There are quite a few things in Linux which can keep a ZFS pool busy, blocking export and destroy commands. As root check these (assuming POOLNAME=<yourpool>
):
- Filesystem references like open files, current directories etc.:
# lsof 2>/dev/null | grep $POOLNAME
- Mounted pool filesystems and zvols:
# mount | grep $POOLNAME
- Active swap devices (any /dev/zd...?):
# swapon -s
- Device-mapper devices referencing
/dev/zvol/<poolname>/.../<volume>
block devices. These might have been set up by LVM although it shouldn't pick up /dev/zd.*
which is usually excluded in /etc/lvm/lvm.conf
- global_filter=...
.
# dmsetup deps
Remove these references by stopping or killing the processes by their PID, umount
zvols, swapoff
the zvols or swapfiles, vgexport
the involved pvs and dmsetup remove
the dm devices.
At least for (3.) you need the /dev/zd...

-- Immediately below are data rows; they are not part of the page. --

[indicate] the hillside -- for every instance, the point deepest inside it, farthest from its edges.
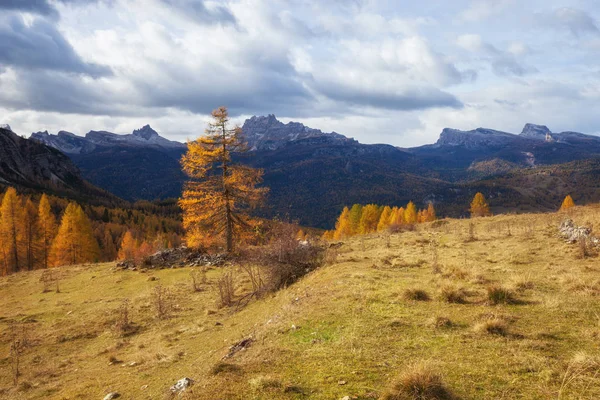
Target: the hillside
(313, 174)
(348, 329)
(32, 167)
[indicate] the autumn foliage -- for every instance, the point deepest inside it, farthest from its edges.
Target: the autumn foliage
(46, 231)
(567, 203)
(479, 206)
(360, 220)
(219, 193)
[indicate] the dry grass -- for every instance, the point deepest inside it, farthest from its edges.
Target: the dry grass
(344, 322)
(418, 383)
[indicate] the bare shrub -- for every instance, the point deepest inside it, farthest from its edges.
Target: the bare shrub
(50, 280)
(285, 260)
(500, 295)
(163, 302)
(493, 326)
(419, 382)
(19, 342)
(199, 279)
(226, 289)
(416, 294)
(452, 294)
(123, 325)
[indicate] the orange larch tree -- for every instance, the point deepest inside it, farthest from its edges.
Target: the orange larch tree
(11, 230)
(46, 227)
(219, 192)
(75, 242)
(567, 203)
(479, 206)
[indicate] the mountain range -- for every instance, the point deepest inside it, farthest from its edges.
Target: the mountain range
(313, 174)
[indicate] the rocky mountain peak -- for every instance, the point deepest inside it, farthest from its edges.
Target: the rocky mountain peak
(535, 131)
(268, 133)
(146, 132)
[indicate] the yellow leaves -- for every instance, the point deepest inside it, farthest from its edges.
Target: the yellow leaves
(567, 203)
(479, 206)
(75, 242)
(219, 193)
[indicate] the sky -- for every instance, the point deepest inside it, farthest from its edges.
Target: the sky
(380, 71)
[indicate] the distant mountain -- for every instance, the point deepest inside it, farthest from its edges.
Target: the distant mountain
(32, 166)
(70, 143)
(313, 174)
(268, 133)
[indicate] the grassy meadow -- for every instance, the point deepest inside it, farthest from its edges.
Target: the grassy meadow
(497, 308)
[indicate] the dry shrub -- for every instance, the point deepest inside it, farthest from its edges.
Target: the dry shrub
(198, 279)
(493, 326)
(284, 259)
(500, 295)
(419, 382)
(19, 342)
(441, 322)
(585, 248)
(397, 228)
(261, 383)
(225, 368)
(123, 325)
(226, 289)
(452, 294)
(50, 280)
(416, 294)
(163, 302)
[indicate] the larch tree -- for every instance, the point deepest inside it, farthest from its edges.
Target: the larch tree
(479, 206)
(567, 203)
(30, 243)
(128, 248)
(369, 219)
(75, 242)
(410, 214)
(384, 219)
(431, 215)
(354, 217)
(343, 228)
(219, 192)
(46, 227)
(11, 230)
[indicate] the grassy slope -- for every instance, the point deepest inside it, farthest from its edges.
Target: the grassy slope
(352, 323)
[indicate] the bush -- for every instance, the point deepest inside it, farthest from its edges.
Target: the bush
(493, 326)
(284, 259)
(418, 383)
(500, 295)
(416, 294)
(451, 294)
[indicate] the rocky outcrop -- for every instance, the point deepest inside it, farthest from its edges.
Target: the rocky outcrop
(573, 233)
(268, 133)
(70, 143)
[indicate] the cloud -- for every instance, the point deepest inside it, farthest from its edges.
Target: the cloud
(480, 10)
(41, 46)
(578, 22)
(197, 10)
(503, 63)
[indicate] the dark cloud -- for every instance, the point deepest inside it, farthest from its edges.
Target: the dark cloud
(41, 46)
(418, 98)
(197, 11)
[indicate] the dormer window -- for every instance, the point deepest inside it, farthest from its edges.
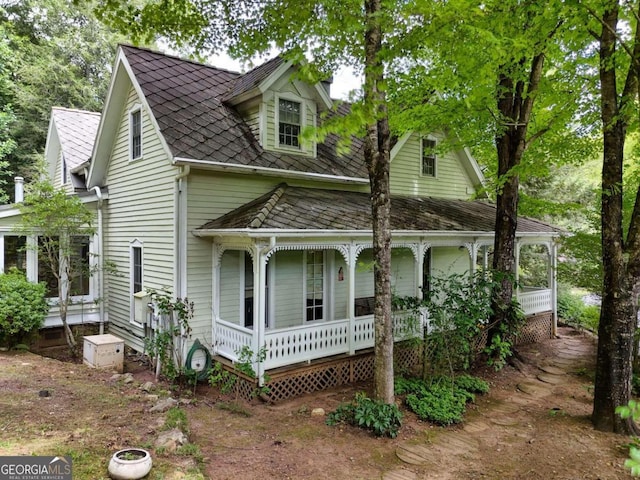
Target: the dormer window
(429, 157)
(289, 123)
(135, 133)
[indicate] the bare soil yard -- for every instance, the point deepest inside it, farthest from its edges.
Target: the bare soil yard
(531, 425)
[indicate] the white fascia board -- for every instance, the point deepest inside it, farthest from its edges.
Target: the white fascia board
(272, 172)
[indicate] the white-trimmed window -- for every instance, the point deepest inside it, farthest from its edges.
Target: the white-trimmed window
(289, 123)
(14, 253)
(135, 133)
(314, 285)
(428, 164)
(137, 267)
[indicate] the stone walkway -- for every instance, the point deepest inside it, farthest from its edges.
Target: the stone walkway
(496, 421)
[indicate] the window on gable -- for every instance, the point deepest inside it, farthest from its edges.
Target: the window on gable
(428, 157)
(289, 123)
(315, 285)
(135, 126)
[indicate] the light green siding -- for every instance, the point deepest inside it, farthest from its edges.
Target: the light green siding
(451, 180)
(447, 261)
(140, 207)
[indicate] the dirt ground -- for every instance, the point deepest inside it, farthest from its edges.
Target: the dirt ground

device paths belonging to your zpool, so build a regex for grep:
POOLDEVS=$(
find "/dev/zvol/$POOLNAME" -type l -print0 |
xargs -0 realpath -zP | paste -szd '|'
echo $POOLNAME
)
$POOLDEVS
is a regex like /dev/zd6016|/dev/zd4720p2|...
, so try:
(mount; swapon; pvs) | grep -E "$POOLDEVS"
For (4.) find device-mapper/LVM references to $POOLNAME
's zvol block devices.
Hexadecimal major/minor block device numbers from stat
must to be converted to (major, minor)
decimal numbers as output by dmsetup
:
dmsetup deps | grep -Ff <(
cd /dev/zvol/$POOLNAME &&
find . -type l -printf "%l\0" |
xargs -0 stat -c 'printf "(%%d, %%d)\n" 0x%t 0x%T' |
sh
)
Output like:
yoda-swap: 1 dependencies : (230, 1409)
yoda-root: 1 dependencies : (230, 1409)
Release them with e. g. dmsetup remove yoda-swap yoda-root
which succeeds if they are inactive.